Le collectif Je Suis Infirmière Puéricultrice souhaite faire connaitre la profession

25 janvier 2021 à 06h00 Par Alicia Méchin
Le collectif Je Suis Infirmière Puéricultrice réclame une reconnaissance de la profession.
Crédit photo : Pixabay

Douze infirmières puéricultrices ont créé le collectif Je Suis Infirmière Puéricultrice (CJSIP), et militent pour une reconnaissance de la profession. Parmi elles, on retrouve la Bourguignonne Elodie Emo, co-fondatrice du collectif.

Le métier d’infirmière puéricultrice est aujourd’hui encore méconnu. Très souvent confondues avec les auxiliaires de puériculture, les infirmières pourtant n’exercent pas les mêmes fonctions et n’ont pas reçu les mêmes formations. Ainsi, suite à la publication du rapport de la commission des 1 000 premiers jours de l’enfant par le Gouvernement en septembre dernier, douze infirmières puéricultrices, originaires de toute la France, ont décidé de monter le CJSIP.

Dans la foulée, elles ont créé un groupe Facebook, qui réunit aujourd’hui plus de 2 000 personnes, et ont lancé une pétition pour exprimer leurs revendications. Celle-ci a récolté plus de 18 000 signatures !

 

Des consultations remboursées

 

Ces revendications, quelles sont-elles ? Dans un premier temps, le collectif souhaite informer sur le métier. Explications d’Elodie Emo, infirmière-puéricultrice en Bourgogne, co-fondatrice du CJSIP :

Écouter le podcast

Les infirmières puéricultrices interviennent dans les hôpitaux, les PMI (protection maternelle et infantile), ou bien en libérale, auprès des jeunes parents. Formées sur toutes les pathologies de l’enfant, elles sont notamment en mesure de repérer et d’alerter quand il y a un problème, et de renvoyer vers d’autres professionnels. Mais leurs consultations ne sont aujourd’hui pas remboursées par la sécurité sociale.
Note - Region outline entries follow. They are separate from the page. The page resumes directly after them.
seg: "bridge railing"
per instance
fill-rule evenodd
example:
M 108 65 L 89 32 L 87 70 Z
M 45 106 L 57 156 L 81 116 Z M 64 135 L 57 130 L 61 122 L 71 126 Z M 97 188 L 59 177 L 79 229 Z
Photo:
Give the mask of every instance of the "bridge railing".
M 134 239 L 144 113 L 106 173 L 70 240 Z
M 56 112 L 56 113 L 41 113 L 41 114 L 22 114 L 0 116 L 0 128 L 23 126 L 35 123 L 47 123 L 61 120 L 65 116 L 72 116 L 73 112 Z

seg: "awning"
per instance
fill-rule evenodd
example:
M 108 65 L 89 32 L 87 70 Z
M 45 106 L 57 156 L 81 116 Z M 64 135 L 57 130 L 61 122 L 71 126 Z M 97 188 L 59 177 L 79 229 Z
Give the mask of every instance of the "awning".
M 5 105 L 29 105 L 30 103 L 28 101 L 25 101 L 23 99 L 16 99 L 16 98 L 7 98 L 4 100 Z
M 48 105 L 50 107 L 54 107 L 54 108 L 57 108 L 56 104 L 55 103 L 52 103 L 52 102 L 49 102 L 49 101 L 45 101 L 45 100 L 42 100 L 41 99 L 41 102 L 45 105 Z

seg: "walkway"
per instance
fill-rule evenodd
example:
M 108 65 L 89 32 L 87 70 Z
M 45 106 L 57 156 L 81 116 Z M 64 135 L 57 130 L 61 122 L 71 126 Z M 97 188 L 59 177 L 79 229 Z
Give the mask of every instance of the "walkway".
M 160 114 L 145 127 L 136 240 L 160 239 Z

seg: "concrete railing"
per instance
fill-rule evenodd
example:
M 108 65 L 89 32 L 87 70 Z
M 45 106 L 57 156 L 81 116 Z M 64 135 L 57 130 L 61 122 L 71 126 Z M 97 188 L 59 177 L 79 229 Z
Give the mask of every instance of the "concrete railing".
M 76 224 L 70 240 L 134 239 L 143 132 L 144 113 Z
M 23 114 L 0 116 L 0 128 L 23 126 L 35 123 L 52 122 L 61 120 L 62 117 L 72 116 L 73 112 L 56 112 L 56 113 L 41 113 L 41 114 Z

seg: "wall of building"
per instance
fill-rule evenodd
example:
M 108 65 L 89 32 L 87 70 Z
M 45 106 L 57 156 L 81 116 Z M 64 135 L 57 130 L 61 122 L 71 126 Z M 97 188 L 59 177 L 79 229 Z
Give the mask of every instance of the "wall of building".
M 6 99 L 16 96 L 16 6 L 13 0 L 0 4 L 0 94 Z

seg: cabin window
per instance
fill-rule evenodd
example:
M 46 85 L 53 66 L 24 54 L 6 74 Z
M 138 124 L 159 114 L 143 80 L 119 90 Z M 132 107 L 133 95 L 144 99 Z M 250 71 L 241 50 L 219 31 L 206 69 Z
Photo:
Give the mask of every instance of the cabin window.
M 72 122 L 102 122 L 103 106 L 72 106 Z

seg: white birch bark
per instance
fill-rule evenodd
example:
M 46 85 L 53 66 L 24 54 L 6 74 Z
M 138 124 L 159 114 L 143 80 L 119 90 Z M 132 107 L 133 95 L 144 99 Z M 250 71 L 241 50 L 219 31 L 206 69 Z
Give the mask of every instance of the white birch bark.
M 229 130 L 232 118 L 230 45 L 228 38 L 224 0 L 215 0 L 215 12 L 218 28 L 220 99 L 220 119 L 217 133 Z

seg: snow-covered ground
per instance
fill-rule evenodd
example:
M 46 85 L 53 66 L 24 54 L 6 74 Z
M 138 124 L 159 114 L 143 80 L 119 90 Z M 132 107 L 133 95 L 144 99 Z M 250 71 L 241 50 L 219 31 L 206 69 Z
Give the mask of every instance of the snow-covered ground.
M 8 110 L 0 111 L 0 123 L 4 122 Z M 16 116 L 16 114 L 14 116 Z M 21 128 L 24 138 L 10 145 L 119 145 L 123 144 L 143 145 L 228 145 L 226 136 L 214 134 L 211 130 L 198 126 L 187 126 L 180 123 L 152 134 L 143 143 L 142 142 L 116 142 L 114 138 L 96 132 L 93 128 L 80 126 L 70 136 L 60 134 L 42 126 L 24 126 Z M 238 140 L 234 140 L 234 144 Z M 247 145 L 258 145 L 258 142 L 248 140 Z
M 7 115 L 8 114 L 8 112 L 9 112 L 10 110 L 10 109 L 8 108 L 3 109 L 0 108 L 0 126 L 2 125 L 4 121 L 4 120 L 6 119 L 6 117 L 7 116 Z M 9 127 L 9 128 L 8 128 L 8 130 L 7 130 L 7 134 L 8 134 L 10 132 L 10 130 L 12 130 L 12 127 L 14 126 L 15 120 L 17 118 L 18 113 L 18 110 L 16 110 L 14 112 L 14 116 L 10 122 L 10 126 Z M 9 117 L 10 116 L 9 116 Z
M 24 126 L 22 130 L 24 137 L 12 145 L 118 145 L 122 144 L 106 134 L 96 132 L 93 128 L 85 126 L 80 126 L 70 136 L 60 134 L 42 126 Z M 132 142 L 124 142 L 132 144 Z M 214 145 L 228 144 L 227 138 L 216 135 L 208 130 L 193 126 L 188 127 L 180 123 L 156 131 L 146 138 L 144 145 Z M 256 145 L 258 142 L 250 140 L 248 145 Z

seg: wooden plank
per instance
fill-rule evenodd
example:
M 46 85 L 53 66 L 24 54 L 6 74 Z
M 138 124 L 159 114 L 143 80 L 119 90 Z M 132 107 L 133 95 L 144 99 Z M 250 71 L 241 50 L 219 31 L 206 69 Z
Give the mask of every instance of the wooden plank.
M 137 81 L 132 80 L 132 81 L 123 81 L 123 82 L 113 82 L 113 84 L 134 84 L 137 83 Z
Un vrai frein selon Elodie :

 

Écouter le podcast

 

Le collectif Je Suis Infimière Puéricultrice réclame une reconnaissance de la profession, de la spécialisation dans la promotion de la santé de l’enfant et de l’adolescent (de 0 à 18 ans). Ses membres se mobilisent depuis plusieurs semaines pour alerter le gouvernement. Une rencontre en visioconférence était également programmée le 20 janvier dernier, avec Adrien Taquet, secrétaire d’Etat en charge de l’Enfance et des Familles.